데이터를 어떻게 읽어야 하는지에 대한 추가 정보를 지정해야 하는 경우(예: 데이터가 압축되어 있거나 CSV 파일이 필드를 구분하기 위해 쉼표 대신 세미콜론을 사용하는 경우), DataFrameReader 오브젝트의 option 또는 options 메서드를 호출합니다.

option 메서드는 설정하려는 옵션의 이름과 값을 받아 연결된 여러 호출을 결합할 수 있게 해주는 반면, options 메서드는 옵션 이름과 그에 해당하는 값으로 구성된 사전을 받습니다.

파일 형식 옵션의 이름과 값은 CREATE FILE FORMAT 에 대한 설명서 를 참조하십시오.

COPY INTO TABLE 설명서 에 설명된 복사 옵션을 설정할 수도 있습니다. 복사 옵션을 설정하는 경우, DataFrame으로 데이터를 가져올 때 부담이 더 드는 실행 전략이 발생할 수 있습니다.

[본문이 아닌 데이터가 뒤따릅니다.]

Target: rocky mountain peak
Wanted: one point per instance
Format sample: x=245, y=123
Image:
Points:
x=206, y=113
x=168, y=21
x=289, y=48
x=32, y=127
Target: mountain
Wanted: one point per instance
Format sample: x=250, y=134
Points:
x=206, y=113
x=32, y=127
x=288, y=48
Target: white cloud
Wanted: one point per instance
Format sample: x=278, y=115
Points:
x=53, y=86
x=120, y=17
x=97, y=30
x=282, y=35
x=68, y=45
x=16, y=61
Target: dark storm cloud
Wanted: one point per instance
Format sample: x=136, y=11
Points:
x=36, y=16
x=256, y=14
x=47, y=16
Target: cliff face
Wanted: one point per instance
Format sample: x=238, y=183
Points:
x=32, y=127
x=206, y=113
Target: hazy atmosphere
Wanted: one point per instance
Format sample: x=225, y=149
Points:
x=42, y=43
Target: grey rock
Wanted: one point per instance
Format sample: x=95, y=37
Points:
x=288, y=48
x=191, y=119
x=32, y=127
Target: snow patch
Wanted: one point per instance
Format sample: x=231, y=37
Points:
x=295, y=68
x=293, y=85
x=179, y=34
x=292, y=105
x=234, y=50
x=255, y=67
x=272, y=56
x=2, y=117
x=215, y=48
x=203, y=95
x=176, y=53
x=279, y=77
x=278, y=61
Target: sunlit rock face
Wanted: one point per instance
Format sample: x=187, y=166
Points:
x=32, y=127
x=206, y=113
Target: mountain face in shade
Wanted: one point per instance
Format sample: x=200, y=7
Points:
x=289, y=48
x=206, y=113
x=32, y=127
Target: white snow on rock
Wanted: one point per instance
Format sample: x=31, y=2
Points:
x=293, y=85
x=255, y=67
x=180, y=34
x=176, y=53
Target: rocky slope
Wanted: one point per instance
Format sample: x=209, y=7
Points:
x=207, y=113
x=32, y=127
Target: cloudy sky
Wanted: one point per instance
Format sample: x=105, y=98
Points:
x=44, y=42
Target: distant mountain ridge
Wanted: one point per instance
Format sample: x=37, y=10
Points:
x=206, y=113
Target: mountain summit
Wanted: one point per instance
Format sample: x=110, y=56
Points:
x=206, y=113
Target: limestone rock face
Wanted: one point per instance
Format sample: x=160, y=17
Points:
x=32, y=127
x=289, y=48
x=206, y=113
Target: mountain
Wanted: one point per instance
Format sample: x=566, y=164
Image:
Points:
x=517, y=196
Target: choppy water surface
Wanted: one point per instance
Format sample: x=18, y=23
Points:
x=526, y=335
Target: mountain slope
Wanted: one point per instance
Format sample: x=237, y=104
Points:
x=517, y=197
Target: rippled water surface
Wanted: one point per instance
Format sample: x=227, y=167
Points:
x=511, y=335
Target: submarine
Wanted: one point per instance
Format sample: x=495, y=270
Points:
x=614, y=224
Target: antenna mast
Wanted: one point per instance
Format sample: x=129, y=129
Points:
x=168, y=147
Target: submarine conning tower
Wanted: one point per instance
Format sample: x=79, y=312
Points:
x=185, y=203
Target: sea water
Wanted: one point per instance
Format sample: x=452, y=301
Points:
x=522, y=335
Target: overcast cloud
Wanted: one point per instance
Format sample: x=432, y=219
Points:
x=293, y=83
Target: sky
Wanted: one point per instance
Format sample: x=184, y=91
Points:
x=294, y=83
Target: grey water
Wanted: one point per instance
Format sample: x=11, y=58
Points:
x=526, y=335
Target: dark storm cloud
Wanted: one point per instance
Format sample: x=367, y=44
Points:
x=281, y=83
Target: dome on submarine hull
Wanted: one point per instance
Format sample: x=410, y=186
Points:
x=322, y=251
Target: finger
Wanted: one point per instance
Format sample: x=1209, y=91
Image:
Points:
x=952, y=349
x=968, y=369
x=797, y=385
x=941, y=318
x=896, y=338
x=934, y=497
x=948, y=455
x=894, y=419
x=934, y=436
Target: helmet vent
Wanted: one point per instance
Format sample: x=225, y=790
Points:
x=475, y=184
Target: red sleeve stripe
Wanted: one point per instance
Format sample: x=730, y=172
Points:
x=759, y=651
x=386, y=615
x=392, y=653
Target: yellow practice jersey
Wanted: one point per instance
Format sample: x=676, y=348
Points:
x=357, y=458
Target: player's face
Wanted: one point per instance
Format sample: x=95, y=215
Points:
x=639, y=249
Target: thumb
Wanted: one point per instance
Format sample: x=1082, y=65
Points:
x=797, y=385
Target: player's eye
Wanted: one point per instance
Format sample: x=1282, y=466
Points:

다음 예에서는 압축되어 있지 않고 필드 구분 기호에 세미콜론을 사용하는 CSV 파일의 데이터를 쿼리하도록 DataFrameReader 오브젝트를 설정합니다.
df_reader = df_reader.option("field_delimiter", ";").option("COMPRESSION", "NONE")
Copy
option 및 options 메서드는 지정된 옵션으로 구성된 DataFrameReader 오브젝트를 반환합니다.
파일 형식에 해당하는 메서드(예: csv 메서드)를 호출하여 파일 위치를 전달합니다.
df = df_reader.csv("@s3_ts_stage/emails/data_0_0_0.csv")
Copy
파일 형식에 해당하는 메서드는 해당 파일의 데이터를 보유하도록 구성된 DataFrame 오브젝트를 반환합니다.
DataFrame 오브젝트 메서드를 사용하여 데이터 세트에 필요한 모든 변환(예: 특정 필드 선택, 행 필터링 등)을 수행 합니다.

예를 들어, my_stage 라는 스테이지의 JSON 파일에서 color 요소를 추출하려면 다음을 수행합니다.
# Import the sql_expr function from the functions module. from snowflake.snowpark.functions import sql_expr df = session.read.json("@my_stage").select(sql_expr("$1:color"))
Copy
앞에서 설명했듯이 CSV 이외의 형식(예: JSON)으로 된 파일에 대해 DataFrameReader 는 파일의 데이터를 이름이 $1 인 단일 VARIANT 열로 처리합니다.

이 예에서는 snowflake.snowpark.functions 모듈의 sql_expr 함수를 사용하여 color 요소에 대한 경로를 지정합니다.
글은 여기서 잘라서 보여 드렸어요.